第241話 純奈の相談パート

story teller ~乱橋穂乃果~


 太陽先輩たちと分かれ、辺りも暗いし、女の子2人で外に長居するのは良くないと言うことになり、とりあえず私の家に来ていた。


 お姉ちゃんは同級生の友だちを連れてきたことに感激して盛り上がっていたが、今日は純奈さんの相談に乗るという話なので、ちゃんとした紹介は次にする事にして、私の部屋に入る。


「それで、どうしたんですか?なにか深刻な話でしょうか?」


 私の部屋にはテーブルがないので、2人並んでベッドに座りそう話を切り出すと、まずは今日八代さんと会った時の話をしてくれた。


 内容的には、八代さんがどんな人物だったかとか、葛原さんの事はあんまり聞けなかったとかそういった事だった。


「じゃあ、純奈さんと獅子王くん的にはそのお兄さんの方の八代さんには、危険は無さそうってことですか?」


「まだ確定は出来ないけど、たぶんね。でもちょっと別の問題が発生したと言うか・・・」


 八代さんと会った話の中には特に私に相談するような事は無さそうだと感じていたが、本当に話したいのは、その別の問題の方なのだろうか。


「別の問題ですか?」


「うん。その八代兄が、たぶんあたしの事気になってるっぽいんだよね・・・」


「えっ?それって恋愛的な意味でですか?」


 そう聞くと、純奈さんは声は出さずに頷く。


 純奈さんの言うように、八代さんが葛原さんと繋がりがなければ、問題ないと思うが、葛原さんと繋がっていた場合、純奈さんを恋愛的に意識させて利用しようとしている可能性もありえる。

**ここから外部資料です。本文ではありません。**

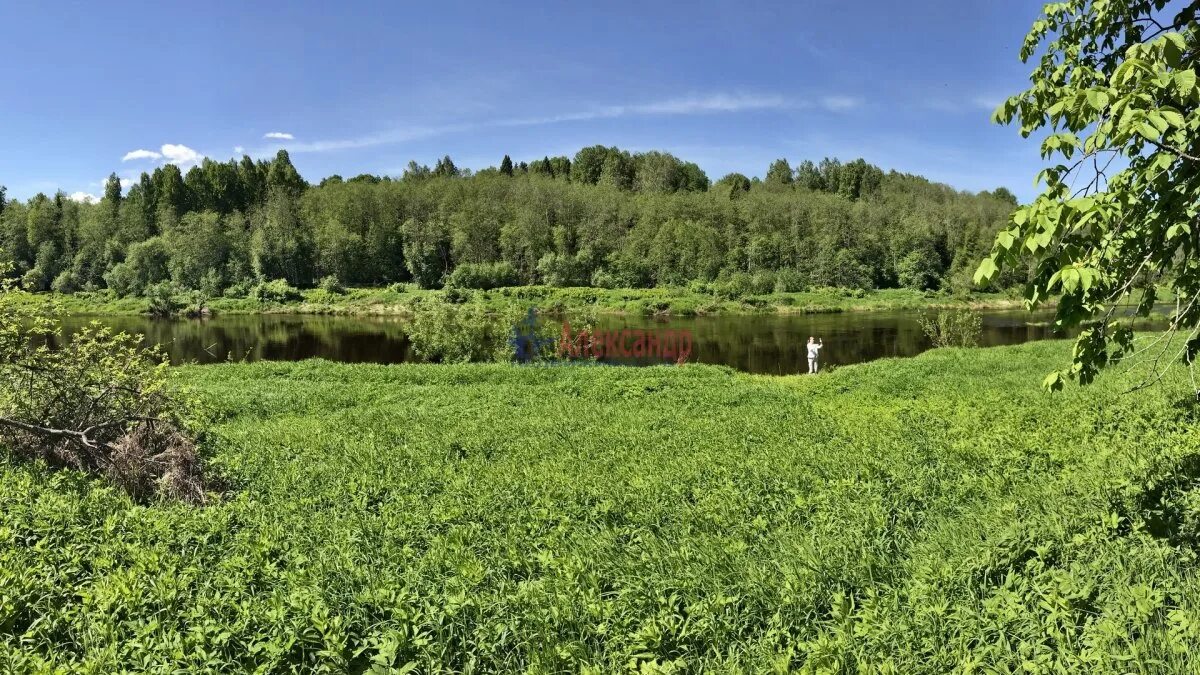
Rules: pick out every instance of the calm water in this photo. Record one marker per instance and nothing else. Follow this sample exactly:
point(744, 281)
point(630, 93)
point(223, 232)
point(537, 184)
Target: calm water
point(754, 344)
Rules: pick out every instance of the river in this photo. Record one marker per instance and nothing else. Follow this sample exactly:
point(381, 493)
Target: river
point(762, 344)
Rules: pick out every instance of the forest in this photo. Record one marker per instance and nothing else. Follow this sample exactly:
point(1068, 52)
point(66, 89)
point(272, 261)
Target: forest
point(606, 217)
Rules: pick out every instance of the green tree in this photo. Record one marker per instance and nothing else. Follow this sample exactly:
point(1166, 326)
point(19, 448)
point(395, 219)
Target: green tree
point(1115, 85)
point(285, 177)
point(445, 168)
point(779, 173)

 これは、私だけでなく、月さんたちにも相談した方がいいのではないだろうか。


「あとね、稲牙もなんだよね」


「獅子王くんも、というのは今の流れからすると、もしかして・・・」


「うん。稲牙も、たぶんあたしの事が好きなのかもしれなくて・・・」


 んんん?ちょっと待って欲しい。2人から言い寄られてるって事?


「そう、なんですか?もしかして相談ってどっちを選んだらいいのか見たいな話ですか?」


「そうじゃなくて!・・・いや、それもそうなんだけど、そうじゃなくてさ。稲牙がもう八代兄には会わないで欲しいって言ってて・・・」


「獅子王くんが、八代さんに嫉妬してるって事ですかね?」


 その状況を見ていないから憶測にはなるが、話を聞く限りだとそういう事なのだろう。獅子王くんが純奈さんを好きだなんて全然気づかなかった。

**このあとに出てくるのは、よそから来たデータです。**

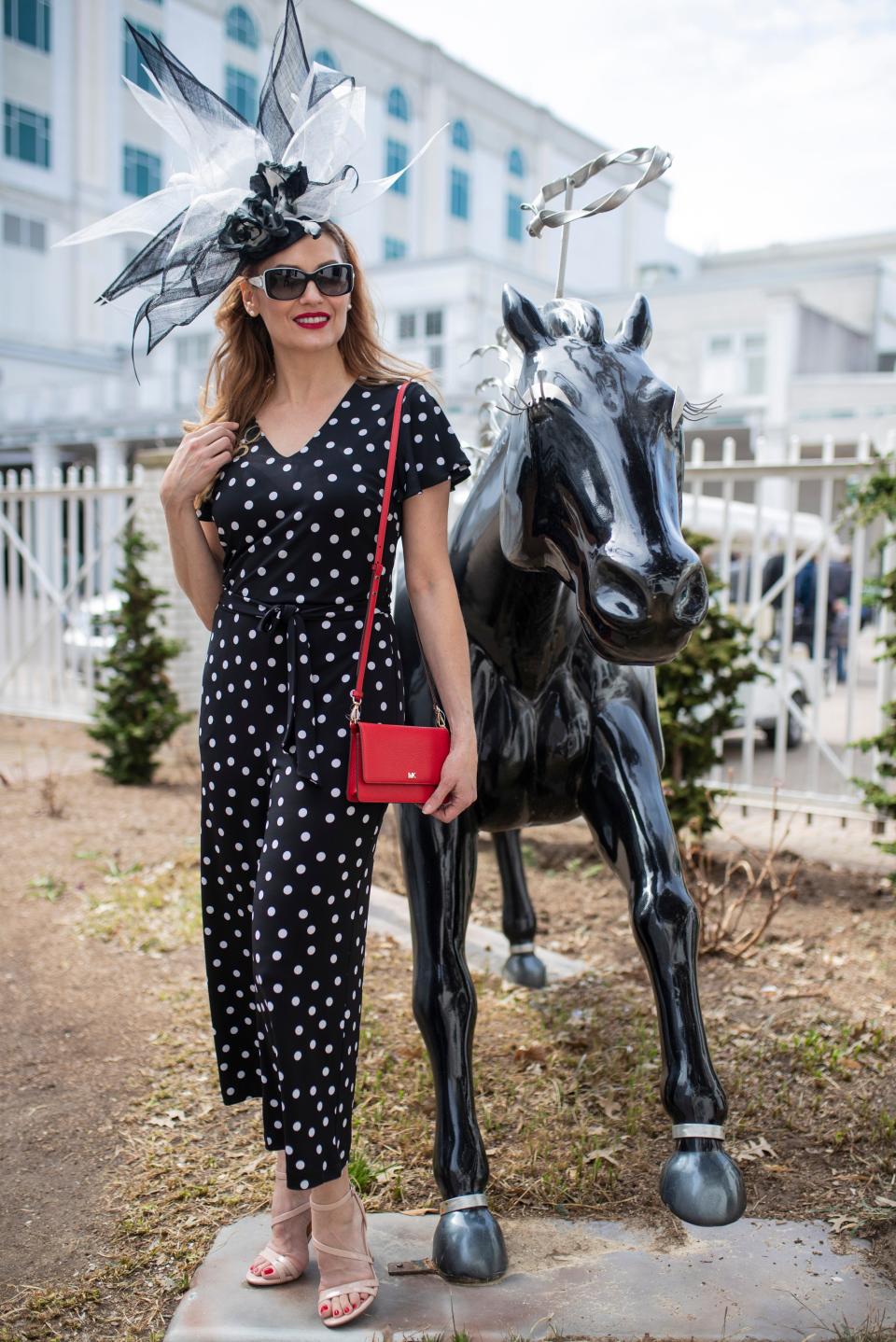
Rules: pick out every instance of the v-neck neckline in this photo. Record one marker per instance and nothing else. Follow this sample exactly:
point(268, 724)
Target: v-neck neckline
point(287, 456)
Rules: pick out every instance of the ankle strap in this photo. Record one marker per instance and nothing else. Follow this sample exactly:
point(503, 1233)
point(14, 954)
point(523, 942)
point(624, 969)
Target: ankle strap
point(325, 1207)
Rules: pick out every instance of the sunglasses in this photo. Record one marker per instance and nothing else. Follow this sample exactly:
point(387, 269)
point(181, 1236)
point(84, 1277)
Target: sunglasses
point(287, 282)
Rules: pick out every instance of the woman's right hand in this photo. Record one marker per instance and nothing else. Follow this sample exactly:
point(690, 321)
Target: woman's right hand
point(197, 459)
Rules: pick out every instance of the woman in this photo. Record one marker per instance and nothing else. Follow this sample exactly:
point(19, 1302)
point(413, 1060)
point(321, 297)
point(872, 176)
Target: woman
point(287, 470)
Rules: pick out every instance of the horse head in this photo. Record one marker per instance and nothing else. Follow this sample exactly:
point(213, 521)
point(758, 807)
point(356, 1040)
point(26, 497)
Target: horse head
point(593, 471)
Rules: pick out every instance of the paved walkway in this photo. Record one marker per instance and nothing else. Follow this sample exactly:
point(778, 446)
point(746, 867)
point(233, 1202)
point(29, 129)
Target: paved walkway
point(772, 1280)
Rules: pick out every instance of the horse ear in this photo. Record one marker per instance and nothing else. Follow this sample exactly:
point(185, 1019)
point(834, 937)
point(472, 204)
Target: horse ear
point(636, 327)
point(522, 319)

「八代兄に会えないと、情報を集めることが出来なくなるからさ、それは困るじゃん?・・・稲牙は嫌だって言ってたけど、八代兄には会わなきゃって感じだし、どうしたらいいと思う?」


「八代さんに会わなきゃいけないっていうのは、純奈さんが八代さんに会いたいからですか?それとも、情報を集めるためですか?」


 純奈さんがどっちの気持ちで会わなきゃと言っているのか、その答えでどうするか決めるべきだと思った。

 純奈さんが八代さんを男性として意識しているのなら、止める権利はない。

 もちろん、八代さんが葛原さんと繋がっていなくて、純奈さんの気持ちを利用しようとしていなければだが。

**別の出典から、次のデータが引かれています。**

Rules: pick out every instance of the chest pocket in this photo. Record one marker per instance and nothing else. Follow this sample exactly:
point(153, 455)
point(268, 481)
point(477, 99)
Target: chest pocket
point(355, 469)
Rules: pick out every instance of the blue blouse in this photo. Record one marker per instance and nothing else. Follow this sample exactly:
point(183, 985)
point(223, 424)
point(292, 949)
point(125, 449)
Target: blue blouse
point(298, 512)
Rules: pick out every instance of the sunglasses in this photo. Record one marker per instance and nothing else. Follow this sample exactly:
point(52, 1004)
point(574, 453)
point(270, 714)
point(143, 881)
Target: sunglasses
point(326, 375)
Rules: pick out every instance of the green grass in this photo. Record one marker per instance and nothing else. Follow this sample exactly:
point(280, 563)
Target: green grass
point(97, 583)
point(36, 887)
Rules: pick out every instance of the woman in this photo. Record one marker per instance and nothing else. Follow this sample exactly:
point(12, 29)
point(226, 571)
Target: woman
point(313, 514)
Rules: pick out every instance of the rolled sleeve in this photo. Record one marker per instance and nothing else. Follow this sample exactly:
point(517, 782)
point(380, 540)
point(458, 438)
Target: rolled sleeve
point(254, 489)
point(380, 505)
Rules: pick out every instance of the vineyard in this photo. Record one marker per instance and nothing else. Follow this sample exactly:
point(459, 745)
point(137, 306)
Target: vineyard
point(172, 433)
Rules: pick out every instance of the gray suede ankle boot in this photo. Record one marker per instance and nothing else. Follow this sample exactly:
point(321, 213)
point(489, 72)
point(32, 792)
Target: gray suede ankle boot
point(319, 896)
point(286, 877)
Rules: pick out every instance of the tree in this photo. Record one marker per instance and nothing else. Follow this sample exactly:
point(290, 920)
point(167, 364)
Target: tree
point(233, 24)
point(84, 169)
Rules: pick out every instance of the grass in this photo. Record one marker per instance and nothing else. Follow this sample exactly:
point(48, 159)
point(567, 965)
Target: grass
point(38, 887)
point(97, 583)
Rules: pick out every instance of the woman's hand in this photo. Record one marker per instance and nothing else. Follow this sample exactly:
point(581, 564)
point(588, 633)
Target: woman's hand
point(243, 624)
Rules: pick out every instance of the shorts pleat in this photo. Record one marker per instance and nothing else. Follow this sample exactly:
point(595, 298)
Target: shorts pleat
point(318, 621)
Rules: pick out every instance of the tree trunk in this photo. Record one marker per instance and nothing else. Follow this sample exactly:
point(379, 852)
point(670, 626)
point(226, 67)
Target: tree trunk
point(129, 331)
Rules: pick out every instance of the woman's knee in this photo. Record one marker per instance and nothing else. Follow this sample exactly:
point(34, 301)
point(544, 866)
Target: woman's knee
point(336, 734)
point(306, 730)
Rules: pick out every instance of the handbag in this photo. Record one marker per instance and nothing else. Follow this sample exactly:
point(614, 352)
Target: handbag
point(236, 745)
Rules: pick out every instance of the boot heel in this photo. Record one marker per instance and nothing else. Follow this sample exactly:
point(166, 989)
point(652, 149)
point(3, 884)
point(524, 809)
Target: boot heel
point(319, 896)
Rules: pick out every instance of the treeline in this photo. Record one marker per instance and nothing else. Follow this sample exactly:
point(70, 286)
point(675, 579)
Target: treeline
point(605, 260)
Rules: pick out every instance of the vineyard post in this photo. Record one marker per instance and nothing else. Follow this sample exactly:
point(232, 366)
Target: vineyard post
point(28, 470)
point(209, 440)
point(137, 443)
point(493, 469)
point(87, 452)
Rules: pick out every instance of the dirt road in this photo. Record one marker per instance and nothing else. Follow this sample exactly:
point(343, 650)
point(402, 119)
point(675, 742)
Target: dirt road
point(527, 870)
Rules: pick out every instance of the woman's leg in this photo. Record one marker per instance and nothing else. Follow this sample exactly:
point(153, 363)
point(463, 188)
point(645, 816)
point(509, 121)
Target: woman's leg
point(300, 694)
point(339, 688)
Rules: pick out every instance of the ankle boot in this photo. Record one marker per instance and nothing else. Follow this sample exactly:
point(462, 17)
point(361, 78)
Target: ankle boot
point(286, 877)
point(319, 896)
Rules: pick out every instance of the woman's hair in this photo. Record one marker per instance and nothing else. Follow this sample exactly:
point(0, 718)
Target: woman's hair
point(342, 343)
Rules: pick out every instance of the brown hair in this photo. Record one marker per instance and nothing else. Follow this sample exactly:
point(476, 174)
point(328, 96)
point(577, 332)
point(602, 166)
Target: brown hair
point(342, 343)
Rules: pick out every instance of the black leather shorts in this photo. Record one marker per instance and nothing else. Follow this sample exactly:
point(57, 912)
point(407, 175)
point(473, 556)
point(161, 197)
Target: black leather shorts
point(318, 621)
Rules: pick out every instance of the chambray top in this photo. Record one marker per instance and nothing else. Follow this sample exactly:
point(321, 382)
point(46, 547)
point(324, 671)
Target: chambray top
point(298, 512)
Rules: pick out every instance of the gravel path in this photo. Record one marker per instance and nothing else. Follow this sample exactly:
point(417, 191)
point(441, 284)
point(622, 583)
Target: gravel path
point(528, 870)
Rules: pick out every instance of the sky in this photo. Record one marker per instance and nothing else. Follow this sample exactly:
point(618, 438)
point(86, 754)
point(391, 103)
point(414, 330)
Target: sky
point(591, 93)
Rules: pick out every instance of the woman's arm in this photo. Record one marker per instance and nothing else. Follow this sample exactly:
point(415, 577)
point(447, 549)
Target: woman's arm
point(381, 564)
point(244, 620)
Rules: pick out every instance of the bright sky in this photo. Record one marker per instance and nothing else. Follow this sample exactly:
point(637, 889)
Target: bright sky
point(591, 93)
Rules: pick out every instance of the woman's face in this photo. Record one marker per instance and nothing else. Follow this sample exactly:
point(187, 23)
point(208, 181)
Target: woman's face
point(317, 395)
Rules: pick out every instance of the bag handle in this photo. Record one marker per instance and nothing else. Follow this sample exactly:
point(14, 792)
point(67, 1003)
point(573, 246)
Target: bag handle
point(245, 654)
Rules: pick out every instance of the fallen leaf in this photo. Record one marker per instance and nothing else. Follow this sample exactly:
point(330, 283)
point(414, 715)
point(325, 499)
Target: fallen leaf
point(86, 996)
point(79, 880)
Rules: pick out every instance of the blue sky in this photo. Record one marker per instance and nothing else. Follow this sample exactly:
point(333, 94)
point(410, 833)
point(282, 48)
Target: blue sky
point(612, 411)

「それは・・・。正直、八代兄に意識してるとか言われたのは嬉しいよ。でもだから会いたいって言うよりは、情報を集めなきゃってのが大きいかも」


「そうですか。じゃあ、獅子王くんから、八代さんに会わないでって言われた時はどう思いました?獅子王くんの気持ちは迷惑だと思いましたか?」


「迷惑とは思わなかった。むしろ、嫉妬してるのかなって思うと嬉しいし、稲牙が嫌なら会うのは辞めようかなとも思ったよ」


 その言葉を聞いて私の考えは決まった。


「じゃあ純奈さんは八代さんには会わない方がいいです」


「えっ?でもそれだと・・・」


「八代さんの事は私たちに任せてください。八代のSNSアカウントはわかるんですよね?それを教えて貰えたら、私たちからコンタクトを取ったりも出来ますし、純奈さんがこれ以上その役をする必要はありませんよ」


「で、でも!・・・一応あたしの事を意識してくれてるわけだし、中途半端なのは申し訳ないというか。それに、八代兄はあたし以外のDMは返さないみたいだし・・・」


「中途半端なのは純奈さんですよ。獅子王くんと八代さん、どっちの気持ちを大切にしたいんですか?」


 私の問いかけに、純奈さんは恥ずかしそうに頬と耳を赤らめながら、小さくこう答えた。


「稲牙、の気持ちです・・・」


 これはもう、純奈さんも獅子王くんの事を相当意識してるのでは?情報を集めるという理由があるにしても、ここまで来ておいて他の男の気持ちも無下にしたくないとは優しさなのか、はたまた、ただ臆病なだけなのか。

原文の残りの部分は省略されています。